La période est morose pour les avancées sociales ou la défense de l’intérêt général. Depuis les grèves de 1995 contre la réforme des retraites d’alors, les gouvernements ne reculent quasiment plus dans leurs projets d’affaiblissement des droits. Le mouvement contre l’allongement de l’âge de départ en retraite de 2023 n’a ainsi pas abouti à l’abrogation de la réforme. Ce constat peut faire oublier que de nombreuses mobilisations sociales continuent d’émerger localement, souvent sous les radars médiatiques.
Si les grèves sont rares dans les petites entreprises, le nombre de journées de grève a augmenté considérablement en 2023 (les chiffres connus les plus récents selon le service statistique du ministère du Travail), en particulier dans les entreprises de plus de 500 salariés. À cela s’ajoutent de nombreux conflits environnementaux locaux, et des mobilisations contre les discriminations. Ainsi, quotidiennement, une multitude de combats collectifs sont menés et des résultats sont obtenus. Pas toujours franches ou éclatantes, souvent arrachées grâce à des sacrifices, ces victoires et les luttes qui les ont permises sont pourtant riches d’enseignements.
Dans le Morvan, la population sauve sa ligne de train
Ils n’avaient peut-être jamais été aussi nombreux sur le quai de la gare de Clamecy. Le 8 février 2025, 250 personnes manifestent dans cette petite gare de la Nièvre.
Elles n’attendent pas le train, mais veulent tout simplement conserver leur ligne. « C’est une question de survie de notre territoire. Alors, forcément, les habitants étaient très mobilisés », analyse Nicolas Bourdoune, maire de Clamecy (PCF). Une semaine plus tard, ils seront près du double à manifester en gare d’Avallon, à 40 kilomètres de là.

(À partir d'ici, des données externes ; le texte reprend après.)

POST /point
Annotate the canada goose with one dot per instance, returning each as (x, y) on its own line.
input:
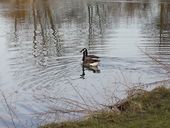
(89, 60)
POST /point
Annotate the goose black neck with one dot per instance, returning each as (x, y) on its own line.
(85, 53)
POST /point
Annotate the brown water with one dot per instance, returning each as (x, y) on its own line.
(39, 53)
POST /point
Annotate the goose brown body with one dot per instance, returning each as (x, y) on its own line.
(89, 60)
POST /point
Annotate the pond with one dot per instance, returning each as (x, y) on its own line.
(40, 65)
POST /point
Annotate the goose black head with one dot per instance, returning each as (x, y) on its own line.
(83, 50)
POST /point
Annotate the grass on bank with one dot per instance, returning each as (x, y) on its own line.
(145, 110)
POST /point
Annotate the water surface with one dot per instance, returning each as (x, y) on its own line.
(40, 59)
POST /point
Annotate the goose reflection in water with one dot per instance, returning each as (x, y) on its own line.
(94, 69)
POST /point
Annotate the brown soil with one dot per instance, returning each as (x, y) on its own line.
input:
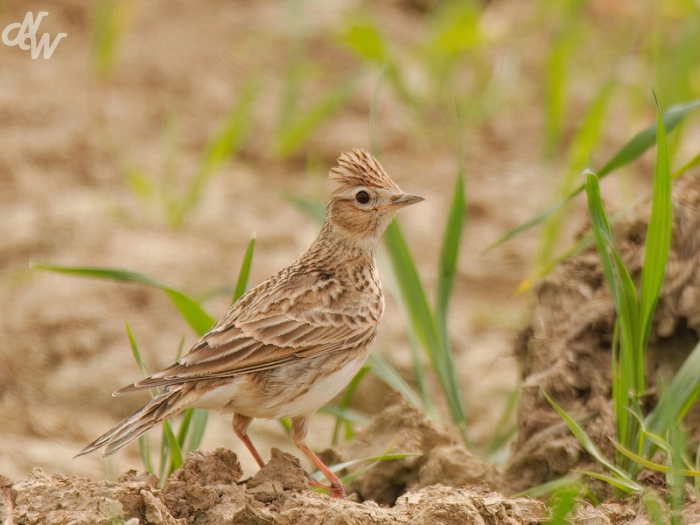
(69, 140)
(566, 349)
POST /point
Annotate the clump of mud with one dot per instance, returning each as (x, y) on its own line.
(208, 490)
(566, 348)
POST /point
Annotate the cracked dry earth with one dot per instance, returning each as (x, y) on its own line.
(442, 483)
(209, 489)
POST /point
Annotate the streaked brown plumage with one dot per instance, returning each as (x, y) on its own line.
(290, 344)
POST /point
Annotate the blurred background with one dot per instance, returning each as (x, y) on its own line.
(161, 136)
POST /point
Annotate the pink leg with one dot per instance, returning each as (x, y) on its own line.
(240, 427)
(300, 426)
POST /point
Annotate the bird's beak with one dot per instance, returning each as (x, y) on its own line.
(405, 199)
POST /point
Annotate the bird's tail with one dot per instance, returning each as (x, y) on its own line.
(168, 403)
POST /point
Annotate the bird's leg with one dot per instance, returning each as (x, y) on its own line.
(240, 427)
(300, 427)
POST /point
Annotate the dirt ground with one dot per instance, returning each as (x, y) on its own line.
(69, 138)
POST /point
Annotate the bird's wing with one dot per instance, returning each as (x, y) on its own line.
(273, 325)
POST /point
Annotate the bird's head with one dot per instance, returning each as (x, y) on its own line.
(364, 200)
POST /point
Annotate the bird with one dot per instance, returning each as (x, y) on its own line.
(292, 343)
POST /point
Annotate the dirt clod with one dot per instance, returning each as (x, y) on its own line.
(401, 428)
(566, 350)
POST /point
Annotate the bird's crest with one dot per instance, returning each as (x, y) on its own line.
(358, 168)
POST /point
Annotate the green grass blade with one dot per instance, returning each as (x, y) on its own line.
(646, 138)
(299, 129)
(589, 446)
(562, 503)
(412, 291)
(190, 310)
(349, 414)
(450, 250)
(651, 464)
(235, 129)
(244, 272)
(423, 323)
(677, 399)
(695, 161)
(658, 242)
(174, 458)
(624, 485)
(344, 403)
(387, 373)
(641, 142)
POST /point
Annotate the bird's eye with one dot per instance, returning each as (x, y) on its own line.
(362, 197)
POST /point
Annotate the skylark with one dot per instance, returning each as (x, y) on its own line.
(293, 342)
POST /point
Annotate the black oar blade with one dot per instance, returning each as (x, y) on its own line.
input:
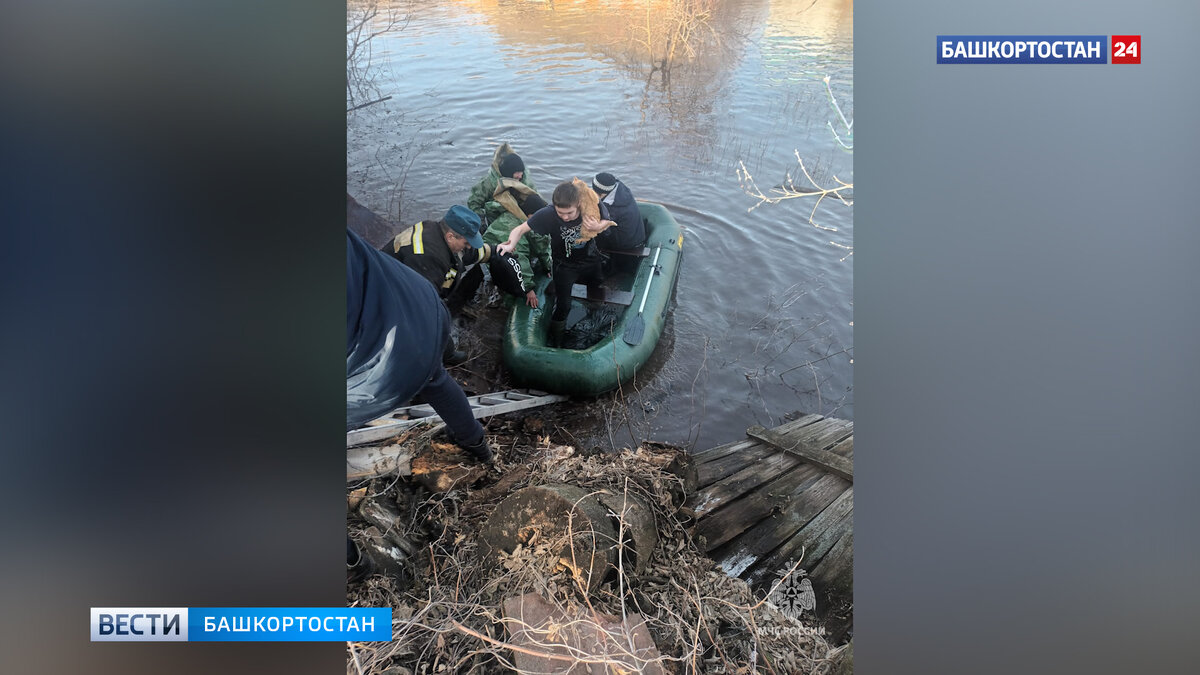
(635, 330)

La ligne du Morvan relie la petite commune de Deux-Rivières (1200 habitants) à la gare de Paris-Bercy, en 2 h 30. Une aubaine selon l’édile. « C’est un territoire très enclavé. Mais avec l’installation de la fibre et le premier confinement, beaucoup de cadres et d’artistes franciliens qui peuvent télétravailler l’ont réinvesti. Ils réhabilitent notre immobilier, s’investissent dans la vie locale… redynamisent le territoire ! La ligne était aussi utilisée pour les consultations médicales chez les spécialistes, dont notre territoire manque terriblement », explique le maire.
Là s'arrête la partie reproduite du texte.